My cartoon this week takes Newsweekification one step further by referencing an actual Newsweek column — from the on-line version of the magazine at least — by Ramin Setoodeh. Setoodeh, who is himself gay, wrote that he found Sean Hayes performance in the Broadway production of "Promises, Promises"
"wooden and insincere, like he's trying to hide something, which of course he is. Even the play's most hilarious scene, when Chuck tries to pick up a drunk woman at a bar, devolves into unintentional camp. Is it funny because of all the '60s-era one-liners, or because the woman is so drunk (and clueless) that she agrees to go home with a guy we all know is gay?"Setoodeh proceeds from there to generalize that all out gay actors are unconvincing playing straight romantic leads, essentially because the audience knows the actor can't possibly have any romantic interest in the actress playing his romantic interest. Broadway and Hollywood have responded by denouncing Setoodeh as a self-hating homophobe; for an summary of the flap, see The Week.
Setoodeh does have a point that audiences seem to resist accepting openly gay actors in straight roles. Nathan Lane had a short-lived sitcom in the '90's whose short life may have had something to do with viewers not identifying with his skirt-chasing character, for example. Who knows how many times excellent gay actors have lost leading roles to mediocre straight actors because casting directors decided that the audiences wouldn't accept the gay actor in the role?

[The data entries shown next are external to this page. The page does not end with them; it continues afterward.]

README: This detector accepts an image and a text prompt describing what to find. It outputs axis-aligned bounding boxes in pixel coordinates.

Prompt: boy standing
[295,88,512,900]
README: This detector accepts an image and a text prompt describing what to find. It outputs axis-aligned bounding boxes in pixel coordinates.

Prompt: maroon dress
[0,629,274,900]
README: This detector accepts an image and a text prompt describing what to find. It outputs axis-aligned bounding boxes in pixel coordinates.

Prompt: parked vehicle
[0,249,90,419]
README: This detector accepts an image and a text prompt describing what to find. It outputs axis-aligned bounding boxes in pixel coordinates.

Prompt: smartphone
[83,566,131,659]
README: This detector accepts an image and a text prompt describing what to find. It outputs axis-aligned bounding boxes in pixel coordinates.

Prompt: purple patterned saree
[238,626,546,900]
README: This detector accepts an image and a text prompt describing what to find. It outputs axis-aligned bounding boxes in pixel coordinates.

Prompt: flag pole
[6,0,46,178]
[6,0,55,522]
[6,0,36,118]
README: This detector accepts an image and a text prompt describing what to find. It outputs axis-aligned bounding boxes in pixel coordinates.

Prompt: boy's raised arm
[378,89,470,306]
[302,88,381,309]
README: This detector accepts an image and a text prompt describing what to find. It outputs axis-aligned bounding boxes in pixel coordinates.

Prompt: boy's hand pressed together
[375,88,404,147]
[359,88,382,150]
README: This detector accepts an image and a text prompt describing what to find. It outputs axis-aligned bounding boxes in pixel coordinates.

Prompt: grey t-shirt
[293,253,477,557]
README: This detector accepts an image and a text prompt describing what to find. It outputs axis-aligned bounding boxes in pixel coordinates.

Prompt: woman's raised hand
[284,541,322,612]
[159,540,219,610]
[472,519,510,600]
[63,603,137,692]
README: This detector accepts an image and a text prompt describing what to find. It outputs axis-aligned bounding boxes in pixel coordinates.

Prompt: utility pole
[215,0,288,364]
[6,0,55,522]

Heterosexual audiences seem much more inclined to accept openly heterosexual actors playing gay -- Robin Williams in "Birdcage"; Wesley Snipes, Patrick Swayze, and John Leguizamo in "To Wong Foo"; Jake Gyllenhaal and Heath Ledger in "Brokeback Mountain" -- perhaps because the heterosexual viewer has no vicarious interest in getting sexually involved with the character. Maybe a heterosexual audience mounts defenses against gay actors playing straight romantic leads because they expect the relationship to end in betrayal sooner or later. Certainly the straight audience has less emotional interest in a gay character's love interest than they do in that of a straight character, and therefore a lower standard of what they are willing to accept as believable portrayal of a gay character.
It's an interesting facet of a larger question, really. It fits alongside the controversy over whether white actors can play non-white characters — even whether it's ethical for a non-handicapped actor to play a handicapped character.
Can Laurence Fishburne play Big Daddy in "Cat on a Hot Tin Roof"? Could Jackie Mason pull off the role of Thomas More in "A Man for All Seasons"? Would audiences accept Aziz Ansari as Tony in "West Side Story"? Or would they rather watch Hayden Christensen as Othello?